All first-grade students in Ashland School District will begin learning Spanish in fall 2011, and will receive more second-language instruction each year through 12th grade, the School Board decided Monday.
All first-grade students in the Ashland School District will begin learning Spanish in fall 2011, and will receive more second-language instruction each year through 12th grade, the School Board decided Monday.
The board voted 3-2 to begin a European model of second-language instruction, where language teachers give approximately 30 minute lessons daily.
Each year, a grade will be added to the program, until all students are receiving second-language instruction each year.

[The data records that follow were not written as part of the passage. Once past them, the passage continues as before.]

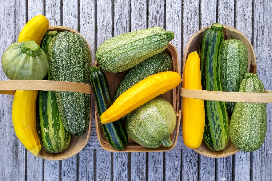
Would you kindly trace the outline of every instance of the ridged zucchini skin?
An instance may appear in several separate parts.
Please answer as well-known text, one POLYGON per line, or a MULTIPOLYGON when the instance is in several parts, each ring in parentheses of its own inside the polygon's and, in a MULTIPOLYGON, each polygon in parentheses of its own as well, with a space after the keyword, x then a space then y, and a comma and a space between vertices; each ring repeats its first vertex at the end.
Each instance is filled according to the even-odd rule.
MULTIPOLYGON (((90 79, 99 116, 112 104, 112 98, 105 73, 99 67, 90 68, 90 79)), ((124 149, 127 146, 128 138, 126 129, 121 121, 118 120, 106 124, 101 124, 107 140, 111 146, 117 150, 124 149)))
MULTIPOLYGON (((48 54, 52 80, 91 84, 91 53, 80 36, 66 31, 60 32, 50 42, 48 54)), ((65 91, 55 93, 65 129, 76 136, 82 135, 90 119, 91 95, 65 91)))
MULTIPOLYGON (((213 23, 202 33, 199 57, 203 90, 222 91, 220 77, 220 55, 224 40, 223 25, 213 23)), ((222 150, 229 141, 229 120, 225 102, 204 101, 205 126, 203 140, 214 151, 222 150)))
POLYGON ((58 31, 54 30, 47 32, 41 42, 41 48, 47 54, 48 46, 52 38, 58 34, 58 31))
MULTIPOLYGON (((221 51, 221 76, 223 91, 238 92, 241 82, 247 71, 248 53, 245 45, 237 39, 224 40, 221 51)), ((226 102, 231 114, 235 103, 226 102)))
MULTIPOLYGON (((263 83, 257 74, 246 73, 239 92, 264 93, 263 83)), ((237 149, 253 152, 264 141, 267 132, 266 107, 263 103, 236 102, 229 125, 229 137, 237 149)))
MULTIPOLYGON (((49 73, 48 80, 50 77, 49 73)), ((37 130, 42 146, 49 153, 65 150, 70 144, 71 133, 63 126, 54 91, 39 91, 36 110, 37 130)))
POLYGON ((128 69, 166 49, 174 33, 154 27, 125 33, 109 38, 95 53, 101 69, 111 73, 128 69))
POLYGON ((164 51, 153 55, 130 69, 118 86, 113 96, 113 101, 129 88, 145 78, 172 70, 172 59, 164 51))

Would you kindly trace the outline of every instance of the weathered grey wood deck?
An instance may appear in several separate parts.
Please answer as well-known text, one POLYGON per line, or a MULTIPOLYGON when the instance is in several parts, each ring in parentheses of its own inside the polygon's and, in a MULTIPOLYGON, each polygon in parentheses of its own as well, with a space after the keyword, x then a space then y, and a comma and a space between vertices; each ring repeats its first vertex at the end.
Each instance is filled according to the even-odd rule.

The board has considered implementing a second-language program before, but has deferred the matter due to budget constraints. Board Vice-Chairwoman Heidi Parker, who proposed Monday's initiative, said she didn't want to put Spanish instruction on hold any longer.
"I think we just need to start offering second language with the intent that our high school graduates will come out having the skills to speak at least one other language," she said.
The board also voted to study the feasibility of implementing a Spanish immersion program and after-school language classes.
Board Chairman Keith Massie and board member Carol Davis voted against implementing the European model in 2011, because they said they aren't sure the district will have the money for the program.
"I really would like to see where our budget falls before we go any further down the path here," Davis said. "I'd hate for us to try and promise something that we can't deliver."
Eight community members spoke in favor of implementing a second-language program in Ashland schools, and none spoke against. Many of the speakers expressed support for an immersion program, where much of students' instruction is in second language.
"I love the idea of teaching history or teaching math in Spanish," said René Millán, an Oregon Shakespeare Festival actor and native Spanish speaker.
The district may be able to implement an immersion program by hiring bilingual elementary school teachers to fill openings, but administrators do not anticipate having any openings for the next academic year, Superintendent Juli Di Chiro said.
Administrators are also working with the principal of St. Mary's School in Medford to possibly bring a Mandarin language teacher to Ashland High School next academic year. St. Mary's, a private middle and high school, already offers Mandarin classes.
"That is revenue neutral because the Chinese government covers the vast majority of the costs for that," Di Chiro said.